EU expansion may throw long economic shadow
AFP, Paris
The new EU goes back to work this week with 25 members and the long-term economic consequences of its historic enlargement could prove greater than the continent's political reunification. The European Union is now a market of 455 million people, more than half again the size of the United States, putting the EU third behind China and India. With a comparable 2003 gross domestic product of 9.746 trillion euros (11.7 trillion dollars) according to the EU's statistics unit Eurostat, the union now rivals the US as the world's largest economy, though the latter is growing faster. The 10 new EU members -- Cyprus, the Czech Republic, Estonia, Hungary, Latvia, Lithuania, Malta, Poland, Slovakia and Slovenia -- have added 20 percent to the bloc's population, but only five percent to GDP. Their economies are nonetheless forecast to grow by an average 4.0 percent this year, more than twice the 1.7 percent estimate for previous EU members, and the new states hope to follow the Irish "Celtic Tiger" in using union development funds to catch up with the pack. Eight of the countries are former communist countries, and the 15 years of painful restructuring they have gone through to join the European Union has in turn drawn foreign direct investment of 126 billion dollars between 1993 and 2002. The leaner economic models should help maintain investment rates, which have weakened recently but are forecast to increase by 5.75 percent this year and by 7.25 percent in 2005. That should spur EU growth, and could also come at the expense of the United States, which must continue to attract massive amounts of foreign investment to fund its record budget and current account deficits.
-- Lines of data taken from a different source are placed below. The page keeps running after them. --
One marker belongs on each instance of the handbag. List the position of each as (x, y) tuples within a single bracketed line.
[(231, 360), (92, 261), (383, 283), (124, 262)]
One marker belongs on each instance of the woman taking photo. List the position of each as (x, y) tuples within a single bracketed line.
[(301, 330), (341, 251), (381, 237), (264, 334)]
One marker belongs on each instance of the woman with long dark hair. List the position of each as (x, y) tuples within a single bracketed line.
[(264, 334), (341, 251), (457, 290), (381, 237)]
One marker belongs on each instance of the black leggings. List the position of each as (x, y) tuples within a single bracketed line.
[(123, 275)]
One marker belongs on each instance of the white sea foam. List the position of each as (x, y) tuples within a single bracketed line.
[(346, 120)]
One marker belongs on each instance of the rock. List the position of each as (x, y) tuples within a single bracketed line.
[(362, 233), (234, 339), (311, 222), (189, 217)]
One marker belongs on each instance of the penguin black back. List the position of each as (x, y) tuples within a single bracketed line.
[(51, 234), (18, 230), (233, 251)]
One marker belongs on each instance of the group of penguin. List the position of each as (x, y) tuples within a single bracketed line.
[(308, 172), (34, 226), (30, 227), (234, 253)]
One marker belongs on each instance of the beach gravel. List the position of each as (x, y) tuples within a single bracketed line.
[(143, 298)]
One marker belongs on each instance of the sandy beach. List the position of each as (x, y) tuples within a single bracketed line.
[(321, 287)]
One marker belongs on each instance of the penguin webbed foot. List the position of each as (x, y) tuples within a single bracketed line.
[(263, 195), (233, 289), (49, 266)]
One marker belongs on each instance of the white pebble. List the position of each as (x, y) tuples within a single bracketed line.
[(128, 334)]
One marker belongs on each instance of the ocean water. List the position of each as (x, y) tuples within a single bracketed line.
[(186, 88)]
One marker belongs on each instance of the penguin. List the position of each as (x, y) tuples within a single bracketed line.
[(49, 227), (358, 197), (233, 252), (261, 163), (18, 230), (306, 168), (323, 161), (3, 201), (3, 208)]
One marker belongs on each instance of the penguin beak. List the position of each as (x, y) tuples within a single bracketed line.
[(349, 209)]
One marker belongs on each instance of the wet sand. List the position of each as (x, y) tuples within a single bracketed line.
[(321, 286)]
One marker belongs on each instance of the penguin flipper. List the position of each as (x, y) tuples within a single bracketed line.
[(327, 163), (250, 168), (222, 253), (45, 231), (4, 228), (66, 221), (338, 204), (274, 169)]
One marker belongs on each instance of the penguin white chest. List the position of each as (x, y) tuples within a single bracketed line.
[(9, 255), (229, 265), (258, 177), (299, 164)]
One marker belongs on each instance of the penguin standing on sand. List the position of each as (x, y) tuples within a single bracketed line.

European enlargement has resulted in another fundamental change. The EU now shares a common border with Russia and is becoming a dominant factor in Moscow's economic calculations. The Wall Street Journal quoted President Vladimir Putin's special EU advisor Sergei Yastrzhembsky last week as saying the EU will account for 53 percent of Russia's foreign trade and a third of foreign direct investment, in both cases more than the United States.